Bisa kalian bayangkan situasinya seperti apa?
Yeah, kedua sahabat kami shock setengah mati. Sahabatku yang
perempuan tanpa babibu segera memaki dia, mengatakan kalau tindakan tadi
benar-benar gila, sebab dia sudah memiliki pacar. Terhitung reflekku memang
lama akan hal-hal seperti itu, seperti biasa, dugaanku adalah reaksinya yang
hanya sebatas cengiran usil kemudian melambai pamit.
Yang entah sejak kapan aku merasa degup jantung ini tidak
lagi normal kalau melihat dia, sialan. Aku tidak pernah bisa benar-benar
mengontrol permaina pacu jantung. Selalu saja membuatku kelimpungan. Hanya
saja, bukankah aku adalah pemain drama yang handal? Tentu penonton tidak akan
pernah lupa pada permainan yang aku ciptakan, skenario yang aku siapkan untuk
menutupi segalanya.
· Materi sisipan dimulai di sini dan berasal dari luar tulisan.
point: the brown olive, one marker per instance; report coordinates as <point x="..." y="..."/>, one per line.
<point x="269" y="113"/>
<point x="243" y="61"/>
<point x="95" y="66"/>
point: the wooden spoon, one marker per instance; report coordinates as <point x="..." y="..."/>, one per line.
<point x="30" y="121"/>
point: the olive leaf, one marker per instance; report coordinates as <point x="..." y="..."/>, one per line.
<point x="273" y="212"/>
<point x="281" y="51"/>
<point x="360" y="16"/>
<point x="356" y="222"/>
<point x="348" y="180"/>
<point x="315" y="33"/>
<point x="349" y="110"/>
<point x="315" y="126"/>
Aku tetap terlihat seperti teman-teman lainnya yang tidak
terlalu menonjolkan perasaan apapun padanya, atau memang aku tidak berusaha
untuk menunjukkan. Tahulah batas norma, sesama wanita tidak boleh menyalip sang
pria, ya ya aku tahu janur kuning belum menjadi tonggak, kan? Apa salahnya
menghormati milik orang lain. Hei, Karma tidak melepas begitu saja orang-orang
yang mengkhianati listnya. Percayalah, dia akan datang kapanpun tanpa melihat
keadaan. Rasanya licik kalau aku bermain di belakang, padahal Karma sudah
mengintip. Yah, mau bagaimana lagi perasaan memang susah untuk dikendalikan,
no?
Substansi manapun enggan mengusik rasa, apalagi kalau sudah
menyeruak layaknya pesta pora. Ia tidak akan membiarkanmu hengkang, malah akan
dibuat tunduk semena-mena.
Kali ini keadaan berbalik dengan mudah—
Aku selalu melihat dia dan pacarnya makan bersama, dan tentu
saja aku melihatnya dengan mata kepalaku sendiri bagaimana mereka mengumbarnya.
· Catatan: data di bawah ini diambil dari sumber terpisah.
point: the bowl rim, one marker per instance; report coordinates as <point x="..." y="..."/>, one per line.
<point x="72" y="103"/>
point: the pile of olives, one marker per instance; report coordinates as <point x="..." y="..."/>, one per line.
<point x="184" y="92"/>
Yeah, untunglah aku seorang aktris yang sangat handal. Biar bagaimanapun aku
tetap bisa mengontrol emosi, atau setidaknya aku tidak membiarkan pisau manapun
menyentuh selaput hati yang sudah terkoyak. Baik aku ataupun dia, kami
sama-sama memainkan drama dengan sangat baik. Di satu sisi, ia bertindak
sebagai kekasih yang baik untuk pacar resminya, namun di satu sisi ia bisa menyentuhku
dengan lembut. Aku akui permainannya sangat hebat. Dan kalau kau bertanya, apa
aku merasa sakit setiap melihat mereka bersama?
Jawabannya adalah tidak.
Bagaimana bisa?
Karena aku menikmatinya, sepenuhnya menikmati sajian yang
diberikan. Toh aku sadar, aku hanya bayang-bayangnya, aku hanya kabut yang
berada di belakangnya, ketika badai datang, atau langit sepi, aku akan datang
padanya, atau dia yang akan datang padaku? Pilihan yang manapun aku tidak
keberatan, selama masih bisa bersamanya, selama aku masih bisa merasakan dia,
aku tidak keberatan. Sekalipun pada akhirnya ini hanya kisah sementara. Hanya
sisipan sebuah quote pun tak mengapa.